里头的华姑姑等人一看到他们来了,都暂时放下手头的事,纷纷行礼。
坤宁宫重启后,依然还是从前那些人手,也依然维持着从前的样子,但鲜活的气氛与往日的死气沉沉大不一样。
顾非池带着萧燕飞进了书房。
书房的一面墙壁上,挂着一张大大的舆图,占据了一半的墙壁。
萧燕飞一下子被吸引了注意力,大步地走到了舆图前,从上往下,从左往右,仔仔细细地看着,几乎忘了身边顾非池的存在。
这还是她第一次见到这样的舆图,图上描绘了大景十三州,与现代的地图不同,舆图上不仅有山川湖泊,还有边境以及各地的布防等等。
萧燕飞看得兴致勃勃,兴冲冲地指着它道:“我之前听悦悦说过,当年合顾家、谢家以及华阳大长公主三家之力,花费了二十年绘制了一幅最完善的大景舆图。

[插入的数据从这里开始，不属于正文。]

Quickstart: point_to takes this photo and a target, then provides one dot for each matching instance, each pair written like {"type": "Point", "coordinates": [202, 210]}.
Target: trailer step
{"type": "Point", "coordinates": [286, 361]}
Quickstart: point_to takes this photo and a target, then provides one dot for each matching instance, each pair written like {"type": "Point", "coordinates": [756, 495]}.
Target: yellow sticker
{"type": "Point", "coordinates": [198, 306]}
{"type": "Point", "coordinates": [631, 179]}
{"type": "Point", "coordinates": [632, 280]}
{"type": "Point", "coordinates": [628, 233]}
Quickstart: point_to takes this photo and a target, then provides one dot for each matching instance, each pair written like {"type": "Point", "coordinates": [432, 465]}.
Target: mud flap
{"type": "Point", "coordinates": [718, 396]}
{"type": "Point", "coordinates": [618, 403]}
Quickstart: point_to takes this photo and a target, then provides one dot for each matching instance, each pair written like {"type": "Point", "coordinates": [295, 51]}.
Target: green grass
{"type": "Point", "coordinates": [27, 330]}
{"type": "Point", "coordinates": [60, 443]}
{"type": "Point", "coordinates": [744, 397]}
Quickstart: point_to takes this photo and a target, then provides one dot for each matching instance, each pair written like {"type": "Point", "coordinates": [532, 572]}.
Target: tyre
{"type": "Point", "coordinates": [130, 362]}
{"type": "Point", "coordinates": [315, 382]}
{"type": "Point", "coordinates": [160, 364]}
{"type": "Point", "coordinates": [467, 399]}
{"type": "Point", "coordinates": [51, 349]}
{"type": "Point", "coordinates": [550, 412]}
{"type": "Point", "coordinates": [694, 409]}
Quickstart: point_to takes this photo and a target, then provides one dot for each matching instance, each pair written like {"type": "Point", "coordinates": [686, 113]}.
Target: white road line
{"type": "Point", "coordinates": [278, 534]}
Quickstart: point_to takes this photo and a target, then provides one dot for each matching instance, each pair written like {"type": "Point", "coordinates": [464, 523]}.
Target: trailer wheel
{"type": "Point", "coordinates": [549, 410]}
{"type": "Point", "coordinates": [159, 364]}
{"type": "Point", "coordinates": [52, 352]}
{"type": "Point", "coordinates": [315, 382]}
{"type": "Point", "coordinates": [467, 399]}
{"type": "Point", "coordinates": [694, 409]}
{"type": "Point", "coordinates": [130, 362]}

”
“是不是这个?”
当时顾悦只说这舆图在大景总共不超过一个手掌,其中一幅在宫里,没说细节。
顾非池轻轻地“嗯”了一声,凝视着挂在墙壁上的这幅舆图。
这是被母亲当陪嫁带进宫的。
书房里,静了片刻,窗外偶尔传来一两声清脆的鸟鸣。
“燕燕,我准备去北狄。”
顾非池清冷的声音钻入她耳中,她转头朝他看去,福至心灵,突然就意识到这是在盈福居时他对自己没有说完的那句话。
她心头不由怅然所失,轻抿着唇。
外头的雀鸟鸣叫着飞远,啼声渐渐远去。
萧燕飞抬手指向了舆图上的一座山脉,回忆着顾悦曾告诉她的一些关于兰峪山脉的事,食指的指尖定在那里:“这是兰峪山脉吗?”

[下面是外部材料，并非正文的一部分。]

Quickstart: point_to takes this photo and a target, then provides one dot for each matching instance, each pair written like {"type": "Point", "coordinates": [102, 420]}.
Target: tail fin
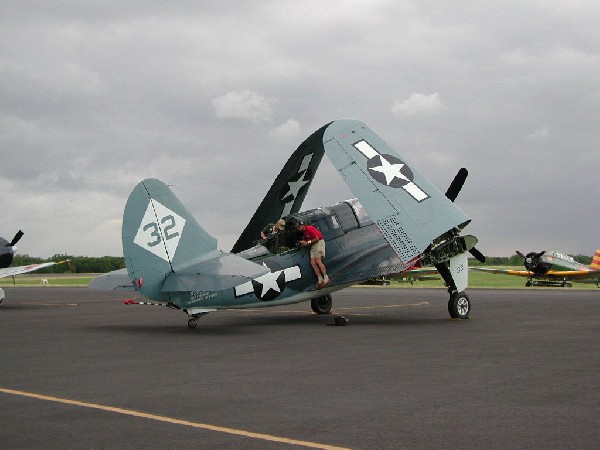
{"type": "Point", "coordinates": [159, 237]}
{"type": "Point", "coordinates": [287, 191]}
{"type": "Point", "coordinates": [596, 261]}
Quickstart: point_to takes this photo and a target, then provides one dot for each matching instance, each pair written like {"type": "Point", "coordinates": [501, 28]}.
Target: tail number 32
{"type": "Point", "coordinates": [168, 223]}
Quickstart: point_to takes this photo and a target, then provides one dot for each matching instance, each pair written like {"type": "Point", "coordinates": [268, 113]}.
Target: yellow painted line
{"type": "Point", "coordinates": [130, 412]}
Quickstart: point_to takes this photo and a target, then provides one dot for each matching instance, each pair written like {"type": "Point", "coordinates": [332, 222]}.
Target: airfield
{"type": "Point", "coordinates": [82, 370]}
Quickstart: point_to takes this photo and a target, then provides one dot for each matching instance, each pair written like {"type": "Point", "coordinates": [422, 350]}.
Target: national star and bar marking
{"type": "Point", "coordinates": [390, 171]}
{"type": "Point", "coordinates": [295, 186]}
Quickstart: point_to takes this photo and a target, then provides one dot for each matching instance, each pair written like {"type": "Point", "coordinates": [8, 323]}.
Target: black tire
{"type": "Point", "coordinates": [459, 306]}
{"type": "Point", "coordinates": [322, 305]}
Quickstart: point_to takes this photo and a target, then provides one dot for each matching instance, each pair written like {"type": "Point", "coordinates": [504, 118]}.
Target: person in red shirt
{"type": "Point", "coordinates": [314, 239]}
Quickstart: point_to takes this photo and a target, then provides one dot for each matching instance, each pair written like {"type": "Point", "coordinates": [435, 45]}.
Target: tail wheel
{"type": "Point", "coordinates": [321, 305]}
{"type": "Point", "coordinates": [459, 305]}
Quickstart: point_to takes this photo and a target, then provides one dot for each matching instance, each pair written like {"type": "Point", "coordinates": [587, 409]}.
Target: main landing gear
{"type": "Point", "coordinates": [193, 319]}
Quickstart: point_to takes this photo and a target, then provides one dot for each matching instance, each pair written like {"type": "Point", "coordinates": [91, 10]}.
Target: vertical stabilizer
{"type": "Point", "coordinates": [287, 191]}
{"type": "Point", "coordinates": [159, 237]}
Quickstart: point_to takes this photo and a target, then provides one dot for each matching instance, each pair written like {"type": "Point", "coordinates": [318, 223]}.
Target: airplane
{"type": "Point", "coordinates": [397, 221]}
{"type": "Point", "coordinates": [7, 253]}
{"type": "Point", "coordinates": [552, 268]}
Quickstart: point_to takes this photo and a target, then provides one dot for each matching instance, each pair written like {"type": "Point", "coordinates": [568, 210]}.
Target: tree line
{"type": "Point", "coordinates": [103, 264]}
{"type": "Point", "coordinates": [78, 264]}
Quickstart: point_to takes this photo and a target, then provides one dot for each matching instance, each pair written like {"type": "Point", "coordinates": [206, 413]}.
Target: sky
{"type": "Point", "coordinates": [213, 97]}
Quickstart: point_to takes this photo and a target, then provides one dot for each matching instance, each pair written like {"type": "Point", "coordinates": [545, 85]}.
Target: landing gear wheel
{"type": "Point", "coordinates": [321, 305]}
{"type": "Point", "coordinates": [459, 305]}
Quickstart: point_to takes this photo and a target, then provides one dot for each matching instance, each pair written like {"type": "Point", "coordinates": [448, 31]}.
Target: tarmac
{"type": "Point", "coordinates": [79, 369]}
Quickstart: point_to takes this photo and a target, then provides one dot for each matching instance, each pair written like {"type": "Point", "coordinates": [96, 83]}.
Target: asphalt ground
{"type": "Point", "coordinates": [79, 369]}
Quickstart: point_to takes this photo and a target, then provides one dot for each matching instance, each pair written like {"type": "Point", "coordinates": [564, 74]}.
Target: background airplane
{"type": "Point", "coordinates": [398, 220]}
{"type": "Point", "coordinates": [552, 268]}
{"type": "Point", "coordinates": [7, 253]}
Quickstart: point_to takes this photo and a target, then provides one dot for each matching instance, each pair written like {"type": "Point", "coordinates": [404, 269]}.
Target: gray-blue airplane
{"type": "Point", "coordinates": [398, 221]}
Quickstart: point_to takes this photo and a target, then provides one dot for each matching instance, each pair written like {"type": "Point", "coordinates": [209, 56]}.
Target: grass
{"type": "Point", "coordinates": [57, 280]}
{"type": "Point", "coordinates": [476, 280]}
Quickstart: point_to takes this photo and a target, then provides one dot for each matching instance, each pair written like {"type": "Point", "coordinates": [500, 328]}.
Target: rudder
{"type": "Point", "coordinates": [159, 236]}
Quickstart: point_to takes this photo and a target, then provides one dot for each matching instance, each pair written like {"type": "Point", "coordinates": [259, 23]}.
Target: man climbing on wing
{"type": "Point", "coordinates": [314, 238]}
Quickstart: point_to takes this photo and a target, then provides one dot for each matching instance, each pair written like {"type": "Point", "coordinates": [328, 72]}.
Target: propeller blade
{"type": "Point", "coordinates": [457, 184]}
{"type": "Point", "coordinates": [477, 254]}
{"type": "Point", "coordinates": [17, 238]}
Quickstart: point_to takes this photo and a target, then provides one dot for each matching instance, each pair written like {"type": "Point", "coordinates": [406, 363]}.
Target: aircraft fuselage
{"type": "Point", "coordinates": [350, 236]}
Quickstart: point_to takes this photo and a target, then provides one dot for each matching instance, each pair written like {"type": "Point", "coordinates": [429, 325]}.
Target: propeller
{"type": "Point", "coordinates": [16, 239]}
{"type": "Point", "coordinates": [457, 184]}
{"type": "Point", "coordinates": [452, 192]}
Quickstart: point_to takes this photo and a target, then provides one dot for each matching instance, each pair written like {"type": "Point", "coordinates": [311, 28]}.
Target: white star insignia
{"type": "Point", "coordinates": [294, 187]}
{"type": "Point", "coordinates": [390, 171]}
{"type": "Point", "coordinates": [269, 281]}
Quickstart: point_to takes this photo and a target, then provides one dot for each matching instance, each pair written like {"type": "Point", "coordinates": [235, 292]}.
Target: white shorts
{"type": "Point", "coordinates": [318, 249]}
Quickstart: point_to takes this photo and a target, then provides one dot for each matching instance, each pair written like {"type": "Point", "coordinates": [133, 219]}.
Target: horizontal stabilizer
{"type": "Point", "coordinates": [215, 274]}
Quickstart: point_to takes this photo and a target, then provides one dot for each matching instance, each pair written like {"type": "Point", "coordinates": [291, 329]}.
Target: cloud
{"type": "Point", "coordinates": [541, 134]}
{"type": "Point", "coordinates": [288, 130]}
{"type": "Point", "coordinates": [417, 105]}
{"type": "Point", "coordinates": [245, 105]}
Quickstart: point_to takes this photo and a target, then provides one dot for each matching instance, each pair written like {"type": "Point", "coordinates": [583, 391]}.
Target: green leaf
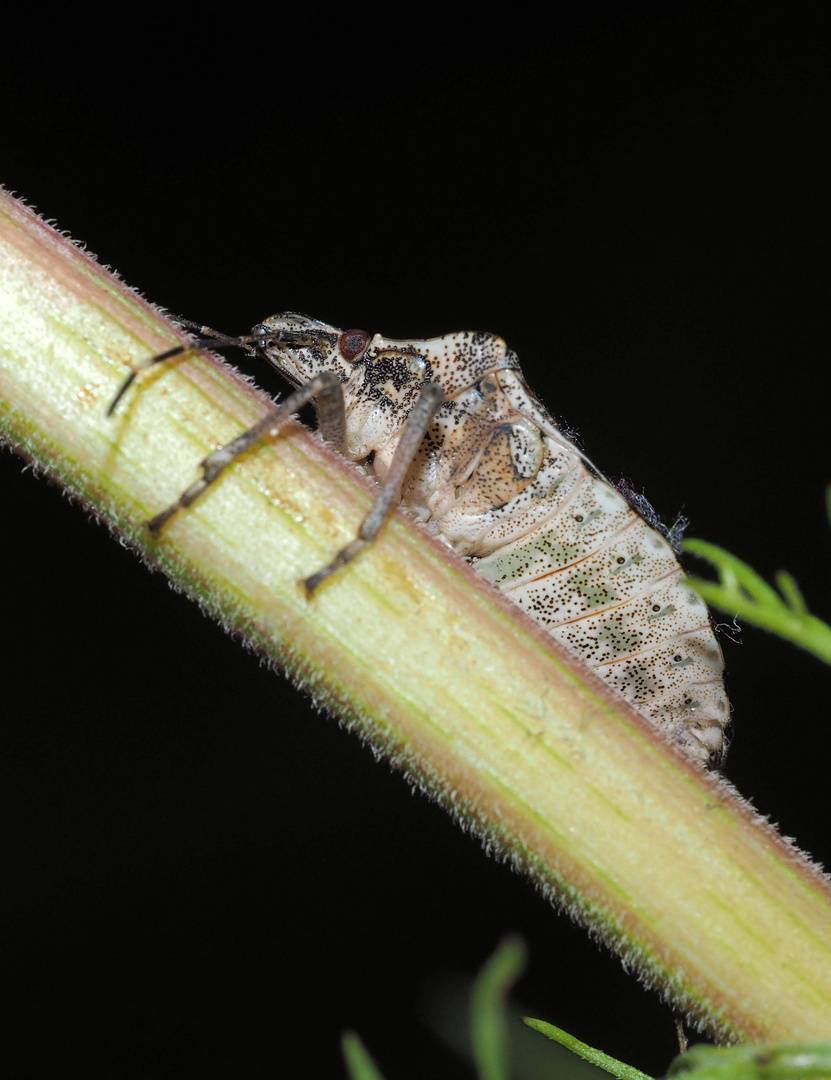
{"type": "Point", "coordinates": [619, 1069]}
{"type": "Point", "coordinates": [359, 1065]}
{"type": "Point", "coordinates": [488, 1024]}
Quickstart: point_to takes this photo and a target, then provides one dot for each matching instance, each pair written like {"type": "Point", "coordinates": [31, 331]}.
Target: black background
{"type": "Point", "coordinates": [202, 874]}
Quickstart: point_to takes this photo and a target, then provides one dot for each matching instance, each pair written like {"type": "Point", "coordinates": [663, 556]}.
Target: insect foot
{"type": "Point", "coordinates": [452, 433]}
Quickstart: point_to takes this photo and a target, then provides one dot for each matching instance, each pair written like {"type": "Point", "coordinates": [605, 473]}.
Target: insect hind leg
{"type": "Point", "coordinates": [324, 389]}
{"type": "Point", "coordinates": [429, 401]}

顾非池将自己的手覆在了她的小手上,引导着她的食指左移了一寸:“这是兰峪关。”
接着,他又牵引着她的食指往西北方移动,“这里是长狄南境的乌寰山。”
长狄南征大军已经退守到了乌寰山。
“这一块都是长狄的版图。”
“长狄的王庭在这里。”
顾非池一处一处地指着舆图上的位置给她看。
“兰峪山脉山势险要,但对长狄呈缓冲之势,占据兰峪关,就等于把兰峪山脉握在手中,大景才可以直面长狄。”

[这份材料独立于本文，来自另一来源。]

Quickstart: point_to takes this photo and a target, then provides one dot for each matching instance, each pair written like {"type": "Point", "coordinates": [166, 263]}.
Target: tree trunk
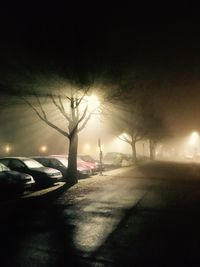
{"type": "Point", "coordinates": [134, 154]}
{"type": "Point", "coordinates": [152, 149]}
{"type": "Point", "coordinates": [72, 159]}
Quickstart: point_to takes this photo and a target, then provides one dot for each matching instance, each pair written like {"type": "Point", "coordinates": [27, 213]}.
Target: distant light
{"type": "Point", "coordinates": [123, 136]}
{"type": "Point", "coordinates": [93, 102]}
{"type": "Point", "coordinates": [87, 147]}
{"type": "Point", "coordinates": [7, 149]}
{"type": "Point", "coordinates": [194, 138]}
{"type": "Point", "coordinates": [43, 149]}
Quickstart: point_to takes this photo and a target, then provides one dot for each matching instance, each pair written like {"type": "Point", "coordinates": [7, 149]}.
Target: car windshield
{"type": "Point", "coordinates": [3, 168]}
{"type": "Point", "coordinates": [31, 163]}
{"type": "Point", "coordinates": [63, 161]}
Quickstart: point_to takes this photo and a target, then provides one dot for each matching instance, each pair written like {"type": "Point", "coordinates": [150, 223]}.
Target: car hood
{"type": "Point", "coordinates": [45, 170]}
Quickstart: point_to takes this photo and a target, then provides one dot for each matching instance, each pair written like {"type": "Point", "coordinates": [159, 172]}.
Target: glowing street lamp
{"type": "Point", "coordinates": [87, 147]}
{"type": "Point", "coordinates": [43, 149]}
{"type": "Point", "coordinates": [194, 142]}
{"type": "Point", "coordinates": [194, 138]}
{"type": "Point", "coordinates": [7, 149]}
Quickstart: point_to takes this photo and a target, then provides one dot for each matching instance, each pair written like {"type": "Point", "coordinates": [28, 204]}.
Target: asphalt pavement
{"type": "Point", "coordinates": [144, 216]}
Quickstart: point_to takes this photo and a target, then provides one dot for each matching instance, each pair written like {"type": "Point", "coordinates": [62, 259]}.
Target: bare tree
{"type": "Point", "coordinates": [74, 106]}
{"type": "Point", "coordinates": [129, 126]}
{"type": "Point", "coordinates": [155, 131]}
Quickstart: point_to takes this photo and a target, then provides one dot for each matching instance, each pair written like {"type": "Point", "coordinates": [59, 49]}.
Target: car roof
{"type": "Point", "coordinates": [20, 158]}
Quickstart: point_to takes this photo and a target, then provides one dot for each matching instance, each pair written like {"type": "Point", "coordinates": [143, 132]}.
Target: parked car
{"type": "Point", "coordinates": [43, 176]}
{"type": "Point", "coordinates": [90, 165]}
{"type": "Point", "coordinates": [116, 159]}
{"type": "Point", "coordinates": [88, 158]}
{"type": "Point", "coordinates": [13, 183]}
{"type": "Point", "coordinates": [57, 163]}
{"type": "Point", "coordinates": [82, 170]}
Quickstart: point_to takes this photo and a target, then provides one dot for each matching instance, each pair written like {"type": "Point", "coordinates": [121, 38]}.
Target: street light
{"type": "Point", "coordinates": [7, 149]}
{"type": "Point", "coordinates": [194, 143]}
{"type": "Point", "coordinates": [43, 149]}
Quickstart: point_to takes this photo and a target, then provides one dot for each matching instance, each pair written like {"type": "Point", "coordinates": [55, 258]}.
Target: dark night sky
{"type": "Point", "coordinates": [163, 41]}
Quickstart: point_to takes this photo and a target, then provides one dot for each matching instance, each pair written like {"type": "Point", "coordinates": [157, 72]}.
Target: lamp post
{"type": "Point", "coordinates": [194, 142]}
{"type": "Point", "coordinates": [100, 156]}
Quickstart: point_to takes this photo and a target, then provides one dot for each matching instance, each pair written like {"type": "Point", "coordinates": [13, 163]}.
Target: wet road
{"type": "Point", "coordinates": [145, 216]}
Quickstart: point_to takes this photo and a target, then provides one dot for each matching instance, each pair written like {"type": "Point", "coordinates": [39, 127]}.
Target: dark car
{"type": "Point", "coordinates": [98, 165]}
{"type": "Point", "coordinates": [116, 159]}
{"type": "Point", "coordinates": [13, 183]}
{"type": "Point", "coordinates": [43, 176]}
{"type": "Point", "coordinates": [60, 164]}
{"type": "Point", "coordinates": [82, 171]}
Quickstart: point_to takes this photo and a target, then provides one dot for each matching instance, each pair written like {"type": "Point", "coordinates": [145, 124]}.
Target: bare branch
{"type": "Point", "coordinates": [44, 118]}
{"type": "Point", "coordinates": [85, 122]}
{"type": "Point", "coordinates": [60, 106]}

“不然,我们想要抵达长狄,就必须穿越兰峪山脉周边的这几片沙漠。”
萧燕飞摸着下巴,神情专注地看了看兰峪山脉,又看了看乌寰山:“这乌寰山似乎也是一处易守难攻的地方。”
顾非池低低地笑了,笑声一下下地振动着她的耳膜。
他俯首在她柔软的发顶亲了一下:“我的燕燕真聪明。”
萧燕飞斜睨了他一眼,黑白分明的大眼波光流转,绚丽无双。
顾非池目光灼灼地凝视了她片刻,又看向墙上的那幅舆图,含笑道:“留吁鹰被强留在大景不能回去,如今北狄人失了兰峪关,而表哥接下来会猛攻乌寰山,逼得长狄从后方调兵增援。”
“北狄的南征军原有二十万,新王去岁登基后,为了巩固王权,一举拿下大景,已是倾尽全力,如今南征军只剩十余万人,他现在不能再退,也不能再败。”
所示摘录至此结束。